I didn't want to say anything until I knew for sure it was going to happen but I've been asked to build a walk-through haunt this year at a local car dealership! That means I'm actually going to have Toters!!!! WOO HOOOOO!
It's just a small showroom and attached garage but I can't even begin to tell you how happy and excited I am! I love the idea of having kids enjoy my props and not just adults like last year when I did the Elk's club party. That was fun but this is going to be so much better!


----------



## Zombie-F (Apr 12, 2004)

Oh man, wait until you see the reactions you get out of some kids... especially the ones that want nothing to do with all the evil stuff you'll have around. The fear is priceless. Mwa-ha-ha-ha-ha-ha!

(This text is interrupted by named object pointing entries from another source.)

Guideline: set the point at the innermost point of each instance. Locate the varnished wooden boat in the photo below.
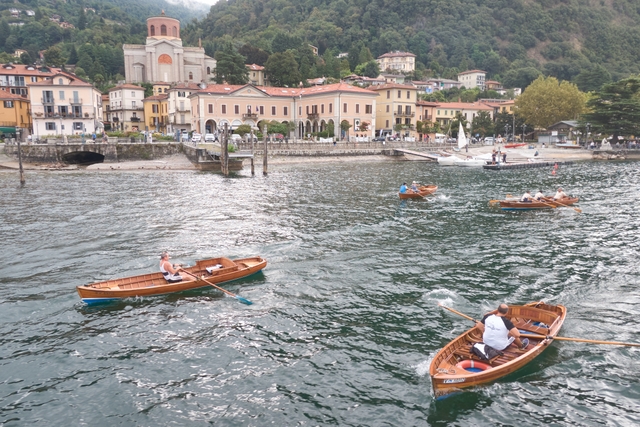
(424, 190)
(451, 368)
(549, 203)
(214, 270)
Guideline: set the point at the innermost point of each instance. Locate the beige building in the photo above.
(404, 62)
(445, 112)
(163, 58)
(472, 79)
(126, 110)
(396, 109)
(64, 105)
(309, 110)
(256, 75)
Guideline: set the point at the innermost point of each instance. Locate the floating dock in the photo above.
(523, 165)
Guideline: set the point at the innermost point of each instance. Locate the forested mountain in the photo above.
(586, 41)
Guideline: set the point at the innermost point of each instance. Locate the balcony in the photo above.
(405, 114)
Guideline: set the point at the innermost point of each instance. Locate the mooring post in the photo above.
(20, 163)
(253, 171)
(264, 154)
(225, 150)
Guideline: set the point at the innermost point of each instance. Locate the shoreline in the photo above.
(180, 162)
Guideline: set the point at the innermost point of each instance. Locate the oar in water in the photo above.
(544, 337)
(567, 206)
(239, 298)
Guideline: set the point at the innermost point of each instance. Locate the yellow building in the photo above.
(14, 113)
(396, 109)
(156, 113)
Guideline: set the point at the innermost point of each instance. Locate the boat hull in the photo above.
(423, 191)
(155, 284)
(515, 205)
(448, 377)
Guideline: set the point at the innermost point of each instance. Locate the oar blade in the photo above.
(243, 300)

Congrats on landing the gig.


----------



## ScareFX (Aug 18, 2004)

That's great Blackwidow. You're going to have big fun for sure! The kids will love it and so will the adults. Take lots of pics of your event.


----------



## Blackwidow (Jul 9, 2005)

Thanks you guys  
I feel like a kid myself right now as the excitement is still fresh...um, maybe I should be drinking something besides coffee today, LOL.


----------



## mikeq91 (Jul 19, 2005)

Congradulations! It really is a good feeling to finally know that you have people that will be able to enjoy your props, as I have just had a similar occurence. Best of luck to you, and like scarefx said, we'd love to see pic's!


----------



## shaunathan (Sep 18, 2005)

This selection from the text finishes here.